Its up to the file system how it recycles inodes. Because of log file rotation, the file input was designed to remember the inode and not the file path/name - the assumption being that if one is tailing a file and it is rotated in some way then the inode points to the content that was read.
There is a fixed set of inodes created when the disk partition is made. When they are used up, then the disk is full. When a file is deleted its inode is freed to be used again.
Logstash, while its running, cannot detect that the logical usage of an inode has been changed.
There is a possible exploit of the file input internals.
If you switch back to using one file name (scrapping the UUID filename) AND you simulate file rotation - it might work.

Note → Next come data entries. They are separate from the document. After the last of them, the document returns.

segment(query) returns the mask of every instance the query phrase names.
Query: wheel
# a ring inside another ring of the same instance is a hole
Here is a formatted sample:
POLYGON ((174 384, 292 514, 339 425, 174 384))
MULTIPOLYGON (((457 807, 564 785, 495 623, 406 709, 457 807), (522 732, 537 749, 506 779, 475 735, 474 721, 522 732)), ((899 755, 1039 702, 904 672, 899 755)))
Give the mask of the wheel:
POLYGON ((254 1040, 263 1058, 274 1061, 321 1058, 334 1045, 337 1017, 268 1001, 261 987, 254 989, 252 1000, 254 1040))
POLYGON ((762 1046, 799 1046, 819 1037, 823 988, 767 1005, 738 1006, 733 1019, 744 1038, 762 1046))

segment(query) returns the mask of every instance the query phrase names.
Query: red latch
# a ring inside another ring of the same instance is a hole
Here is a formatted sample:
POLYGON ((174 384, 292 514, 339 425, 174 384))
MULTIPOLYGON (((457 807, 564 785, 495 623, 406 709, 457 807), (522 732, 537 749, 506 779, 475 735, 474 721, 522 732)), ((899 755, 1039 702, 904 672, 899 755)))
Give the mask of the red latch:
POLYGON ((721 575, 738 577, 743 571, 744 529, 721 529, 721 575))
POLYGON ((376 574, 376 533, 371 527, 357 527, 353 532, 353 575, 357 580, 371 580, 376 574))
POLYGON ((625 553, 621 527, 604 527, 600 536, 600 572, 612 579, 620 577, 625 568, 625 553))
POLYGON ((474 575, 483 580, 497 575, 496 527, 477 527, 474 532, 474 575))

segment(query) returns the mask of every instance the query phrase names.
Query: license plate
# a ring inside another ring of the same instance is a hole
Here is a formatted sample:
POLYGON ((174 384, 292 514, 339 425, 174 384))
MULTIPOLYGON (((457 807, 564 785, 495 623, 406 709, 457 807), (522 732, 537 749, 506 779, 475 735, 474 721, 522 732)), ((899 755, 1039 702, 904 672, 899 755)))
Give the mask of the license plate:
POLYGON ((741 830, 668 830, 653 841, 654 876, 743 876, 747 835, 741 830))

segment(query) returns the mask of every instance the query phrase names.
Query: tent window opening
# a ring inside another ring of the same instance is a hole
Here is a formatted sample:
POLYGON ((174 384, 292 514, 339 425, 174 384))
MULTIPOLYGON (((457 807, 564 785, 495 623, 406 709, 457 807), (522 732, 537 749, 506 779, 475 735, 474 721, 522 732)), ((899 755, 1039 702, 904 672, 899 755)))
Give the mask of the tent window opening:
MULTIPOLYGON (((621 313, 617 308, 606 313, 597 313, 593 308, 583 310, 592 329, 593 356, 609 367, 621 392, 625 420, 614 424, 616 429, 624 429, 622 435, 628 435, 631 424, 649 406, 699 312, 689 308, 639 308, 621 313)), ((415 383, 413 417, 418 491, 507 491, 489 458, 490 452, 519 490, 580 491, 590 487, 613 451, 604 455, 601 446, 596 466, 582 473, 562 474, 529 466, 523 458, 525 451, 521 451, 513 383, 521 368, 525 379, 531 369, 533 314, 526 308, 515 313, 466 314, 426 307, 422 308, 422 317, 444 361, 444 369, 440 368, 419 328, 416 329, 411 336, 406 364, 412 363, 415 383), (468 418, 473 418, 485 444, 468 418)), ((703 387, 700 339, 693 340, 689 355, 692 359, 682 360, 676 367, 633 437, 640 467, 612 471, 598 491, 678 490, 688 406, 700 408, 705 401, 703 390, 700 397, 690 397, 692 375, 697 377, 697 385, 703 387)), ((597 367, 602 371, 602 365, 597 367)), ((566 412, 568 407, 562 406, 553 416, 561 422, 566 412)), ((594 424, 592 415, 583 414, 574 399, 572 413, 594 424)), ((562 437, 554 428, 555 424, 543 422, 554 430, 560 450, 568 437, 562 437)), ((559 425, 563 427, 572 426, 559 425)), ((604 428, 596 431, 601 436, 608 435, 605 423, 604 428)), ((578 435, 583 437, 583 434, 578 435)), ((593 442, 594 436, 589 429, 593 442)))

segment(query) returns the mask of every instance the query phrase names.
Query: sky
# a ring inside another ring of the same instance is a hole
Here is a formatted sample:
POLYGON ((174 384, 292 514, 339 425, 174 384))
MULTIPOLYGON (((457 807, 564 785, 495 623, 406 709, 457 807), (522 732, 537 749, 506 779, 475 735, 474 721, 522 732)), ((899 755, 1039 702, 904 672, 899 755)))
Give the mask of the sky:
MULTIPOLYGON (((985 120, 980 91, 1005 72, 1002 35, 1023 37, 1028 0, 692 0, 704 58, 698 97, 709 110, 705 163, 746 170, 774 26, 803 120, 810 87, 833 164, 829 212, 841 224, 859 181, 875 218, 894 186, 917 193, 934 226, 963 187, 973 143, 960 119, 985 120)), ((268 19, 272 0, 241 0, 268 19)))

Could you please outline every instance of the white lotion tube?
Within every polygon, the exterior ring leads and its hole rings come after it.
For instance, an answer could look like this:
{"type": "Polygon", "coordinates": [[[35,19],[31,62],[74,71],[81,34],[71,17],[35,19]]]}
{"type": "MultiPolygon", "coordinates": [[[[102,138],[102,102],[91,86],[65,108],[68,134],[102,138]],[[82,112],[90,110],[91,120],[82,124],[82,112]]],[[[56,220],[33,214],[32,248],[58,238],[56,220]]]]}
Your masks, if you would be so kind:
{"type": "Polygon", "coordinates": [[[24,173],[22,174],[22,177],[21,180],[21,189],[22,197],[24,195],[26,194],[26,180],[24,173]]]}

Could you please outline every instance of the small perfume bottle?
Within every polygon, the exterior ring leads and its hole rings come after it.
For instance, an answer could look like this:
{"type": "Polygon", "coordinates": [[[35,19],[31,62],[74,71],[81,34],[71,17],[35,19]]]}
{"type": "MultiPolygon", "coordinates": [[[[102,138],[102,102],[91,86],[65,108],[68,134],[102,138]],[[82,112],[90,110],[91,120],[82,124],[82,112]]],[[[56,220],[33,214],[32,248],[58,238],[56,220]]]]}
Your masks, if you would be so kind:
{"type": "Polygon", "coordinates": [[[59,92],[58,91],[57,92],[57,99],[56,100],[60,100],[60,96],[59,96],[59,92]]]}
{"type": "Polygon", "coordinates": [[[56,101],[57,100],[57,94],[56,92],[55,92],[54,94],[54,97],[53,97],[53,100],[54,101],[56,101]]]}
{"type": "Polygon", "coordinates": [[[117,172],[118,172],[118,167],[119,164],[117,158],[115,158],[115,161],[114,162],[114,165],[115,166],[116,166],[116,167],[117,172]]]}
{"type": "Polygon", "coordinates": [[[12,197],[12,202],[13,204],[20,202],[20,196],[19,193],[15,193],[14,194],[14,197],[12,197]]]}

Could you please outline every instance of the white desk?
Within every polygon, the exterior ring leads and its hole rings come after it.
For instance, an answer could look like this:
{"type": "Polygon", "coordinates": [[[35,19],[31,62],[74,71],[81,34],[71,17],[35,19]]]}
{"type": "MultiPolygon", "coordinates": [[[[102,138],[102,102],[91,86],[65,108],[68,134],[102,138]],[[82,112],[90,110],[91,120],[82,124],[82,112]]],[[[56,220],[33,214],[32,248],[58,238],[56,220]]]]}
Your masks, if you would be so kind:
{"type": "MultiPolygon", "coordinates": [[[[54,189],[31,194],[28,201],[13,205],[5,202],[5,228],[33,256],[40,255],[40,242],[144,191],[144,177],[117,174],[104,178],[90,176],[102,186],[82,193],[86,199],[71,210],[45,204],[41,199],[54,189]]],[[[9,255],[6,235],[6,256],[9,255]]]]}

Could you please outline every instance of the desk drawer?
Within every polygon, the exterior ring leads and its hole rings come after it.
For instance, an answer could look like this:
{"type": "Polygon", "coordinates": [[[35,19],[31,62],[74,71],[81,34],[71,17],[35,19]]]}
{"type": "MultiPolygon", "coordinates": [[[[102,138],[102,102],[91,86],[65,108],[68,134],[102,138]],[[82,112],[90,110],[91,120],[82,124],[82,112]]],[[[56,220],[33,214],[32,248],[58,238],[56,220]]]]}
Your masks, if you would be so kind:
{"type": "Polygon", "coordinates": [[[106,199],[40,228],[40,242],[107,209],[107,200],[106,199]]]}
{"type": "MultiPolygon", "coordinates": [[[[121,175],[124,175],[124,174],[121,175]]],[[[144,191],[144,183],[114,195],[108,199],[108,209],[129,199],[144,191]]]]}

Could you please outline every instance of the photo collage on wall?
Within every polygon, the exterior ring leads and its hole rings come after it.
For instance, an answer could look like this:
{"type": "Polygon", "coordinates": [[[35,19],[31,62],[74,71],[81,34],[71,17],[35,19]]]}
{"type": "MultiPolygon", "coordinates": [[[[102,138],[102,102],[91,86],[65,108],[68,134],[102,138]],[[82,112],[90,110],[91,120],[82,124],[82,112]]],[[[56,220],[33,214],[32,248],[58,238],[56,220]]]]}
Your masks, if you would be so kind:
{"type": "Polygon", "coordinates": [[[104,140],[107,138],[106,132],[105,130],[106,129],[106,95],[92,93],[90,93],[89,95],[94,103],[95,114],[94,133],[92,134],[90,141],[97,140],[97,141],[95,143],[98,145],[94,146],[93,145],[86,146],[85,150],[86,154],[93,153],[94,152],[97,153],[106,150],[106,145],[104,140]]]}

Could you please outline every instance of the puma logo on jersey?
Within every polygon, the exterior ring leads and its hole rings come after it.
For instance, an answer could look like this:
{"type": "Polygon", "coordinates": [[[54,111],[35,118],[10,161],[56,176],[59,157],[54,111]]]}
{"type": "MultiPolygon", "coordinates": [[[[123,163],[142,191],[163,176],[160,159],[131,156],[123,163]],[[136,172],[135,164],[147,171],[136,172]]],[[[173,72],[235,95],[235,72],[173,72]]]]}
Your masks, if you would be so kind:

A record in the sincedb file is <inode (int int int)><space><bytes_read>
- When you are ready to overwrite the file content, read the sincedb file and compare the last number (bytes read) to the bytes you wrote 4 hours ago
- Wait while bytes_read < bytes_wrote (Logstash is processing lines)
- Truncate the old content in the file.
- Re-read the sincedb file and wait while the bytes_read is not zero.
- Add the next lot of lines to the file.
See https://www.elastic.co/guide/en/logstash/current/plugins-inputs-file.html#plugins-inputs-file-sincedb_write_interval
Make it 1 second.
Good Luck.
This topic was automatically closed 28 days after the last reply. New replies are no longer allowed.